The rest of the world is losing faith that the U.S. government is going to be able to handle all of the debt that it has accumulated. We may be approaching a “tipping point” soon. The following are 10 signs that confidence in U.S. Treasuries is dying….
#1 The financial community is extremely concerned that the tax deal that Barack Obama is pushing is going to dramatically increase U.S. government budget deficits over the next two years. On Monday, Moody’s warned that if Barack Obama’s tax deal with the Republicans becomes law, it will increase the likelihood that Moody’s could soon be forced to slash the rating of U.S. government debt.
#2 Already there are signs that some bond investors are looking for the exits. Last week, U.S. Treasuries suffered their largest two day sell-off since the collapse of Lehman Brothers back in September 2008.
#3 The yield on 10-year Treasury bonds set a six-month high on Monday before pulling back a bit. Most analysts believe that Treasury yields are going to push significantly higher in coming weeks.
#4 This trend of rising yields has been going on for a while. In fact, yields on 10-year Treasury bonds have been steadily rising since October 7th.
#5 Even before the recent tax deal was announced there were already troubling signs regarding the growth of U.S. government debt. The U.S. government budget deficit rose to $150.4 billion in November, which was the largest November budget deficit ever recorded.
#6 It is not just the new tax deal that has investors around the globe spooked. The truth is that the rest of the globe reacted very negatively to the new round of quantitative easing that the Federal Reserve announced back in November. The Federal Reserve is flooding the system with liquidity and the rest of the world is not amused.
#7 The American people have less faith in the Federal Reserve and in the financial system than at any other point in recent memory. For example, a new Bloomberg National Poll has found that a majority of Americans now want the Federal Reserve to either be held more accountable or to be abolished entirely.

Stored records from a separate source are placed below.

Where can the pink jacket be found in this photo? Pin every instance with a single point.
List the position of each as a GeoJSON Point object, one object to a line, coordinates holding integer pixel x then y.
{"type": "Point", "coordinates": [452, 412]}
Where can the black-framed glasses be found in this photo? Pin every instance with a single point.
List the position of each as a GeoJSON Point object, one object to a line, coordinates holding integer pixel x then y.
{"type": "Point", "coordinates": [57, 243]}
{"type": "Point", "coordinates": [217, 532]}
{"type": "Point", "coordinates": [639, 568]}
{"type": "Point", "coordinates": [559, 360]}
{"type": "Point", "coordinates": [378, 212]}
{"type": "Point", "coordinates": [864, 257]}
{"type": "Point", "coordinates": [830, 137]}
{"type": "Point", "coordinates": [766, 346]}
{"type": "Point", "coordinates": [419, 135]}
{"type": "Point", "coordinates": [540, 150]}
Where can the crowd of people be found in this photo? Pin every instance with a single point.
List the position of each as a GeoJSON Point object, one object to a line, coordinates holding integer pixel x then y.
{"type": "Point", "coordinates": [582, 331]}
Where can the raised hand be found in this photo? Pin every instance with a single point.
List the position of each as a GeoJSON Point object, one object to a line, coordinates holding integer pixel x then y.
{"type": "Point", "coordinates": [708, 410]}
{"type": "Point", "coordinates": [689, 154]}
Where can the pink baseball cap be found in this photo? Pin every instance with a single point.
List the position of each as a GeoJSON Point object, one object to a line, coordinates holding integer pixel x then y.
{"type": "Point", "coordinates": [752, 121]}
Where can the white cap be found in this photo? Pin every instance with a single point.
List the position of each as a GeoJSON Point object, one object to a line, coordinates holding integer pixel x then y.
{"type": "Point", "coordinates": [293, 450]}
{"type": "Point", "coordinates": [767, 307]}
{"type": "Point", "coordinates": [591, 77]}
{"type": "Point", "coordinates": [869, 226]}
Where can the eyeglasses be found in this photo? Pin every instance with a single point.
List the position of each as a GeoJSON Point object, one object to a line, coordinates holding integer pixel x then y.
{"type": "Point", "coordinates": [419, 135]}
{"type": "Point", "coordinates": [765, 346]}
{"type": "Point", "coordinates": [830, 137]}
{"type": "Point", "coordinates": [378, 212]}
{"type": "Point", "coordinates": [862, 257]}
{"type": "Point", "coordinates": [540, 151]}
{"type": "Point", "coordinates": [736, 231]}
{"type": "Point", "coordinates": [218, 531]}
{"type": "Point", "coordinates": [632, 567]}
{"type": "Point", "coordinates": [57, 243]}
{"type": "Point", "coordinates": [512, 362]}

#8 Investors all over the globe are starting to wake up and realize that America’s debt problem is unsolvable. David Bloom, the currency chief at HSBC, raised eyebrows when he recently stated that “if yields are rising because people think America’s fiscal situation is unsustainable, then its Armaggedon.”
#9 There is also a growing feeling among investors that the Federal Reserve simply does not care about the danger of inflation, and this is making bondholders very nervous. Stephen Lewis of Monument Securities recently put it this way….
“There is a feeling that the Fed doesn’t care about inflation – in fact, wants more of it – and that is certainly not in the interest of bondholders.“
#10 Over the next 12 months, the U.S. government is going to be rolling over trillions of dollars in debt along with all of the new borrowing that it is going to be doing. In fact, the U.S. government is somehow going to have to find a way to finance debt that is equivalent to 27.8 percent of GDP in 2011.